Events start to spiral out of control at Santa-Claus-tide (because Christmas, of course, has been abolished) but I won't spoil the ending here.

Evelyn Waugh is sometimes characterised as a conservative throwback, a man who was out of touch, but, in fact, as this story shows, he was not just remarkably acute but also remarkably prescient. 

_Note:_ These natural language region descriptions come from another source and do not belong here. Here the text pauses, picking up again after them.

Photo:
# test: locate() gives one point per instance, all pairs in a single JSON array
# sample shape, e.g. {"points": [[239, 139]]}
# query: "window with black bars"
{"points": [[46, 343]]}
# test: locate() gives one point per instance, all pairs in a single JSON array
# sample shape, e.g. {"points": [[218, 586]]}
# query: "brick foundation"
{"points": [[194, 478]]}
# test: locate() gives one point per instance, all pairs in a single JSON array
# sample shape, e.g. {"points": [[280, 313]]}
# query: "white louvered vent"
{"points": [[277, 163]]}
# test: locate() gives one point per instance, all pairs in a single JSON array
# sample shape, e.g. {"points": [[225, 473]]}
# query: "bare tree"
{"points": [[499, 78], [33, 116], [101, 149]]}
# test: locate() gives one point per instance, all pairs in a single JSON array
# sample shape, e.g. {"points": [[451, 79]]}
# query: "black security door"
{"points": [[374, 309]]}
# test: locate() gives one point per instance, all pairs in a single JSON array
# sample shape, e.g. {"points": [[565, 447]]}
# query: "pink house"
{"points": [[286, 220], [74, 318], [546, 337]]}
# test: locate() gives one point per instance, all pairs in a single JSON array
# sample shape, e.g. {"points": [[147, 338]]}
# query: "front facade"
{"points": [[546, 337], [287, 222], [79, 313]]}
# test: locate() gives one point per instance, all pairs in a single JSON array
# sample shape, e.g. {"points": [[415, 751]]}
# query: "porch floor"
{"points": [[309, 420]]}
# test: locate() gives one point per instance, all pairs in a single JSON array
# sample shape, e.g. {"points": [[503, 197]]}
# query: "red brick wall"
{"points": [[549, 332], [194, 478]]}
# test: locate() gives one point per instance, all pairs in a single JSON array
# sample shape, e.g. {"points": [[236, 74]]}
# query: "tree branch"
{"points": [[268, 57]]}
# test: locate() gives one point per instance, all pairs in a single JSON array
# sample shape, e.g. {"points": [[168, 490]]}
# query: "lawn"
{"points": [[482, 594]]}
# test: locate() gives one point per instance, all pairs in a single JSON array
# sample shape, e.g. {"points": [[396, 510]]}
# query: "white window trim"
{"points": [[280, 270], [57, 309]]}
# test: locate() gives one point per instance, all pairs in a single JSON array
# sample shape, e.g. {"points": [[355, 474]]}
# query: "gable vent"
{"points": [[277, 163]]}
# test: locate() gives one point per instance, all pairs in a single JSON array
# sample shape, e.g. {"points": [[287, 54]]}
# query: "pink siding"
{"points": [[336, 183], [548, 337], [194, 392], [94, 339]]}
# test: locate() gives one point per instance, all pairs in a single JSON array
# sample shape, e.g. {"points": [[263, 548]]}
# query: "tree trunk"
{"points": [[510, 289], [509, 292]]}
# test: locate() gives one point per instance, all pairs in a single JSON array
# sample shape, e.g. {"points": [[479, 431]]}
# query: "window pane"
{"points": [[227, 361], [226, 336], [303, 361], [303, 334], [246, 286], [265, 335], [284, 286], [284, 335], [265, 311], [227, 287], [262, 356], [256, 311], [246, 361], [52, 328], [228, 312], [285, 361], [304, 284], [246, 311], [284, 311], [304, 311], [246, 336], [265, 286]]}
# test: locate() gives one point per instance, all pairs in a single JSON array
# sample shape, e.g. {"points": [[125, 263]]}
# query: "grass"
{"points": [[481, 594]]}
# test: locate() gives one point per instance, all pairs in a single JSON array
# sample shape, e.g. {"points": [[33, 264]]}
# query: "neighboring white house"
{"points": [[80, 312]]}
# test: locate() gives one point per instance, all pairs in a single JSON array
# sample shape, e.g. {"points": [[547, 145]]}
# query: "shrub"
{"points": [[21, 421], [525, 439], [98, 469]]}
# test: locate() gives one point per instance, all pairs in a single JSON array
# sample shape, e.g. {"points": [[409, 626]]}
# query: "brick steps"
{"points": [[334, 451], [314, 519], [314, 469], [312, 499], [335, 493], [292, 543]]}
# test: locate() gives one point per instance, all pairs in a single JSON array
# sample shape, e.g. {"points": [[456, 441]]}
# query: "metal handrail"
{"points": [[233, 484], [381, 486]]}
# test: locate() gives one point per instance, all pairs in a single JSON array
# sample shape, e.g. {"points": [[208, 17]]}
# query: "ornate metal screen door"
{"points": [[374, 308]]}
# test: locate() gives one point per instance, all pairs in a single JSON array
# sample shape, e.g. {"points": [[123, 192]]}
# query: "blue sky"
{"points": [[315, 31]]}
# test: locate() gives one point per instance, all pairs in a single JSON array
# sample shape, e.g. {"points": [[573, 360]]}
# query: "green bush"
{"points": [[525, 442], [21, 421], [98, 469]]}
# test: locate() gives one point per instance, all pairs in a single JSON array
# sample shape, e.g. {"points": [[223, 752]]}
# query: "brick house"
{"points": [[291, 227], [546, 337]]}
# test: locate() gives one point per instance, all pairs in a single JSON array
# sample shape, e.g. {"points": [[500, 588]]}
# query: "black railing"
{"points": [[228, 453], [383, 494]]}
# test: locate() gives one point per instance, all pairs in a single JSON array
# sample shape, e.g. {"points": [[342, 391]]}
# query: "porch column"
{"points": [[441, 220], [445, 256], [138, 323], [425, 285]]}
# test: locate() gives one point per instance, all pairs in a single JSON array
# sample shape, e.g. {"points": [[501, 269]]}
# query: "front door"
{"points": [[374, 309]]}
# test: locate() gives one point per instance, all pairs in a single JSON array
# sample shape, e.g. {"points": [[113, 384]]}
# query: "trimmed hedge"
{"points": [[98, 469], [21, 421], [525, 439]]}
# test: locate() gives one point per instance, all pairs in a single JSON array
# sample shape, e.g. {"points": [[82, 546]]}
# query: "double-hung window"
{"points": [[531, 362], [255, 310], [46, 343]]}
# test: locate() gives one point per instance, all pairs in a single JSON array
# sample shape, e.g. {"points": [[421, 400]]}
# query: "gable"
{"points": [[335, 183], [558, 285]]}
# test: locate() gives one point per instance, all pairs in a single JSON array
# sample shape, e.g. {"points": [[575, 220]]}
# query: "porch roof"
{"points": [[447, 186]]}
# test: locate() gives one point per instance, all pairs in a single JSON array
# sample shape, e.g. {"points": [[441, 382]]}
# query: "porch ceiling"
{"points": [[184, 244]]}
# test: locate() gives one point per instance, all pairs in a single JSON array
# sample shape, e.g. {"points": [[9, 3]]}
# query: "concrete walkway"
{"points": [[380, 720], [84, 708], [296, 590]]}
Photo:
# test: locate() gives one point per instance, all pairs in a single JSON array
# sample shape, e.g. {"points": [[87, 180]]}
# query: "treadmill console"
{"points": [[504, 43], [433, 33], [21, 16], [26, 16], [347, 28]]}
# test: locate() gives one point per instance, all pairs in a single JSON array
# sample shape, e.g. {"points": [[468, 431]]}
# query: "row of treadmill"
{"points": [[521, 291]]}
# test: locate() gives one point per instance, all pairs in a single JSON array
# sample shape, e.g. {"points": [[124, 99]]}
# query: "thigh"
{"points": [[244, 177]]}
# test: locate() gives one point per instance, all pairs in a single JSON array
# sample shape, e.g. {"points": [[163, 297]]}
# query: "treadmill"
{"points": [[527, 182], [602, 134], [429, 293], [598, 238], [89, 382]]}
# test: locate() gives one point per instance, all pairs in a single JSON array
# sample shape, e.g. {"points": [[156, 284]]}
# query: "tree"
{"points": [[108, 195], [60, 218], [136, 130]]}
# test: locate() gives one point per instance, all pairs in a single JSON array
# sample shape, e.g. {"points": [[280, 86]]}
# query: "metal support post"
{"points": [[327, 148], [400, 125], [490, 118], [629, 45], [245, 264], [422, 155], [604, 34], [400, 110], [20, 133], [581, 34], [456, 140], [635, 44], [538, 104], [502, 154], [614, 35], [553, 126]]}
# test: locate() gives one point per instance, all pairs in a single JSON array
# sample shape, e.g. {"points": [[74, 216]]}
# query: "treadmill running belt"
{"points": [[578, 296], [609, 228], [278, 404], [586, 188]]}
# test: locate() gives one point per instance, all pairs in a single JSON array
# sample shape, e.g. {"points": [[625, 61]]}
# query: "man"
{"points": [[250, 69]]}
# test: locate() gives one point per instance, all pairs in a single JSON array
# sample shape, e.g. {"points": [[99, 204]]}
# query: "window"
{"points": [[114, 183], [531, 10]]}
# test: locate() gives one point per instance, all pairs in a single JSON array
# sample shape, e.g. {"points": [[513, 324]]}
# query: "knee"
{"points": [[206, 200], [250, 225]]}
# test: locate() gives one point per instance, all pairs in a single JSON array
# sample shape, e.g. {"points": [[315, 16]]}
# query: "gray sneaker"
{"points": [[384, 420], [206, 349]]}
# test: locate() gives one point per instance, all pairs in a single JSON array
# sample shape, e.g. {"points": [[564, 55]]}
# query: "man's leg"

Another story which now now seems more visionary than it would have done in the years immediately after Waugh's death is 'Out of Depth', which was written shortly after his conversion. Drawing upon the tradition of H G Wells and Conan Doyle and, more directly, on John Gray's Park, it tells the story of two men who, after a drunken night out, are sent back and forward in time to "recover the garnered wisdom which the ages of reason have wasted."

The story follows Rip Van Winkle, the man who travels into the future, to a London which has returned to primitivism. Londoners now live in mud huts, travel by canoe, and move "with the loping gait of savages." However, in a twist familiar to readers of Park (then) and Noughts and Crosses (now), these white savages are ruled by a noble black race. Rip gradually gets to learn about their way of life before coming across that garnered wisdom:

"And then later - how much later he could not tell -something that was new and yet ageless. The word 'Mission' painted on a board; a black man dressed as a Dominican friar... and a growing clearness. Rip knew that out of strangeness, there had come into being something familiar; a shape in chaos. Something was being done. Something was being done that Rip knew; something that twenty-five centuries had not altered. [...] The priest turned towards them his bland, black face.
   "Ite, missa est."

It may have been difficult to appreciate Waugh's understanding of the hermeneutic of continuity in the years following his death in 1966 but now his insights are coming back into their own. Perhaps his short stories, as well as his wonderful novels, could also put in more of an appearance in the classroom too.


  1. I don't know how I found your blog a few weeks ago but I love it, and it's already in favorites.

    Thank you.

  2. Thank you Varenka. That's really kind of you.